I started thinking about something recently, inspired by a problem I across in a textbook. That problem is actually talked about here: 100 Soldiers riddle
I was curious. Say you have 2 colleges, A and B. They both accept 1,000 students each. Of those 1,000 students, 900 matriculate to each institution (so each school has 900 attendees)
I was trying to think, what is the maximum number of students that could have been accepted at BOTH? And what does that tell us about your odds of getting into one college, knowing you got into the other. I have worked it out myself, and I believe the answer is 200 but I'm not sure how to prove it "rigorously".
So my solution was this. We know the maximum number of unique students is 2000. A accepts 1,000 students, B accepts another totally unique 1,000 students with 0 overlap. In this case, there's 0 students who get into both.
The minimum number of students has to be 1,800 because we know 1,800 unique students matriculated. So say A accepts students 1-800 and those students matriculate to A. Say B accepts students 1001-1800 and those students matriculate. That leaves the 200 students in the middle, that both A and B could accept, and say students 801-900 go to A and 901-1000 go to B. This "works" and proves that minimum number of unique students is 1,800.
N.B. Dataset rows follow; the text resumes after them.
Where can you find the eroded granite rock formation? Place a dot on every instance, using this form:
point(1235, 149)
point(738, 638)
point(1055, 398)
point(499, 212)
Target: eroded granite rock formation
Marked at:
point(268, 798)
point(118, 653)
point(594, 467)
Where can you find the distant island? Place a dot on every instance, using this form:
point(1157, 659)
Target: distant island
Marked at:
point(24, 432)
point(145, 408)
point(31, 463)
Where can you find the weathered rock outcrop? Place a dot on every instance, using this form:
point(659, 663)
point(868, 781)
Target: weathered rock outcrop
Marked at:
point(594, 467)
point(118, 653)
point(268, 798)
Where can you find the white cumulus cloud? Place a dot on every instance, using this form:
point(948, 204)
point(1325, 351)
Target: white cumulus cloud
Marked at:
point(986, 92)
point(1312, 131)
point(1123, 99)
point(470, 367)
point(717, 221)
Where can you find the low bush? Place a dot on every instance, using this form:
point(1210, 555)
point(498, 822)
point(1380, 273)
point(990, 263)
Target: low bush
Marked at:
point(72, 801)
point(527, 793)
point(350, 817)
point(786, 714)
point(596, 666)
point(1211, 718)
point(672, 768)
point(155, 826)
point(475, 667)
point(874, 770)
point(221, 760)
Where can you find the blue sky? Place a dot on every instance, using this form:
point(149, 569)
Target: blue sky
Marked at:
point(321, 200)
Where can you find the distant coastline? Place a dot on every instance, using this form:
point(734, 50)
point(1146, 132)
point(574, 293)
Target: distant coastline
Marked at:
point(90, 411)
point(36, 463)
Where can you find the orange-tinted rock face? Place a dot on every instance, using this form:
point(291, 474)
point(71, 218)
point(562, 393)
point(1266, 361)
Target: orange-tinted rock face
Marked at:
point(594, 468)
This would imply that if you get into one, your odds of getting into the other are only 10% (200 students who got into both/2000 students who got into at least 1).
It seems obvious that the answer of 200, has something to do with 2,000 total admittances-1,800 unique matriculants = 200. But I'm not sure how I would prove that. What branch of math would this even fall under? I would think set theory but I'm not totally sure.
- Is there a more rigorous way to prove this?
- How would I generalize this beyond just 2 in a mathy way?
- Is my statement about the 10% probability correct?